Em uma situação de crise, dilemas legais e possibilidade de favorecimento ou prejuízo para vários clubes, era de esperar que boa parte da imprensa esportiva aproveitasse para espalhar uma série de precipitações ou oportunismos que ajudariam a atrapalhar ainda mais a busca por soluções. Pois, em geral, se tem visto o contrário. Claro que sempre há infelizes exceções, mas mesmo os comentaristas mais exaltados têm procurado externar opiniões mais ponderadas e cuidadosas e os veículos mais ávidos por manchetes bombásticas se preocupam em investigar antes de publicar. Ainda bem.
O importante não são as opiniões em si, já que todos têm o direito de defender sua visão a respeito do problema. O importante é que minguaram as tentativas de gerar polêmicas baratas e irresponsáveis, como propor viradas de mesa sem que ao menos exista base jurídica para que tal medida seja adotada.
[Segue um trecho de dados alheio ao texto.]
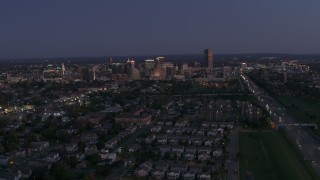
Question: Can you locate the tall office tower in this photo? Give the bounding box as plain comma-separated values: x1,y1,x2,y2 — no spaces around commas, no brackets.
106,57,112,71
61,63,66,77
144,59,154,72
126,60,140,80
204,49,213,70
155,57,164,68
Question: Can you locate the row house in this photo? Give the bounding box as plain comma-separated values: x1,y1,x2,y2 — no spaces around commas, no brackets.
81,133,98,144
30,141,49,151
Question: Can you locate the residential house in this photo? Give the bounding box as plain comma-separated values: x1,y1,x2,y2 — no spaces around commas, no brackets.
159,145,171,155
84,145,98,155
204,138,214,146
168,136,179,145
197,172,211,180
30,141,49,151
182,171,196,180
157,135,168,144
198,147,212,154
128,144,141,153
81,133,98,144
150,125,162,133
0,155,10,166
171,146,184,157
198,153,210,161
43,153,60,163
170,161,188,172
167,170,180,179
151,169,166,179
65,142,78,153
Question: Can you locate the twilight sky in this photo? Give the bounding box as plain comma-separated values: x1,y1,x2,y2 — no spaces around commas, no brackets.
0,0,320,58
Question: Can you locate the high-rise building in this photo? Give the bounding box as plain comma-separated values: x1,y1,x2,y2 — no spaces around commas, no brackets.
126,59,140,80
155,57,164,68
204,49,213,70
61,63,66,77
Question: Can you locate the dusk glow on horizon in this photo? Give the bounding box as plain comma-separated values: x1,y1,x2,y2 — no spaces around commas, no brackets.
0,0,320,58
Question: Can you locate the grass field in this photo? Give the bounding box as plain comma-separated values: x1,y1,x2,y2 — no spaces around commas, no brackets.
277,96,320,122
239,131,319,180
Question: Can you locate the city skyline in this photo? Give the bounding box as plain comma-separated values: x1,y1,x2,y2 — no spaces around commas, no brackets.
0,0,320,59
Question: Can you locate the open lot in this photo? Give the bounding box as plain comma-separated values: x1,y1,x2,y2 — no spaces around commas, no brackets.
239,131,319,180
277,96,320,122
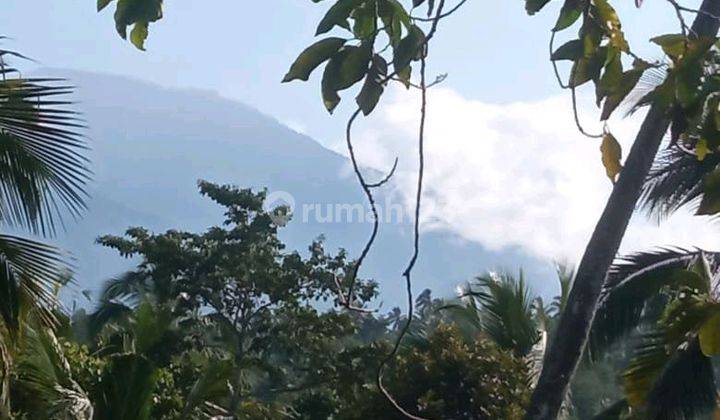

Nesse momento, há um consenso de que determinadas atitudes não podem mais ser aceitas por serem ainda mais danosas ao futebol brasileiro.
Isso sido bastante importante. Até agora, é evidente como as posições defendidas pela imprensa têm pautado as ações do STJD, inclusive na mudança de postura em relação a três partidas que, em princípio, não seriam analisadas. E o acerto no tom não é exclusividade dos comentaristas. As equipes de reportagem também estão determinadas a investigar, tomando cuidado para não perder o foco da discussão.
Um bom exemplo já citado aqui no Balípodo foi a edição de domingo do jornal Lance, com várias páginas tratando do recém-divulgado escândalo. Com isso, já houve um aprofundamento das informações publicadas na revista Veja de sábado, que, claro, ainda não tinha condições de responder a todas as perguntas suscitadas pelo caso.
Não se pode dizer que a imprensa esportiva mudou. É cedo para isso. Até porque, no momento político que o Brasil vive, pode-se dizer que está “na moda” praticar jornalismo investigativo e isento de interesses. Resta torcer para que essa “moda” permaneça por muito tempo e que deixe algo plantado na tão heterogênea imprensa esportiva brasileira.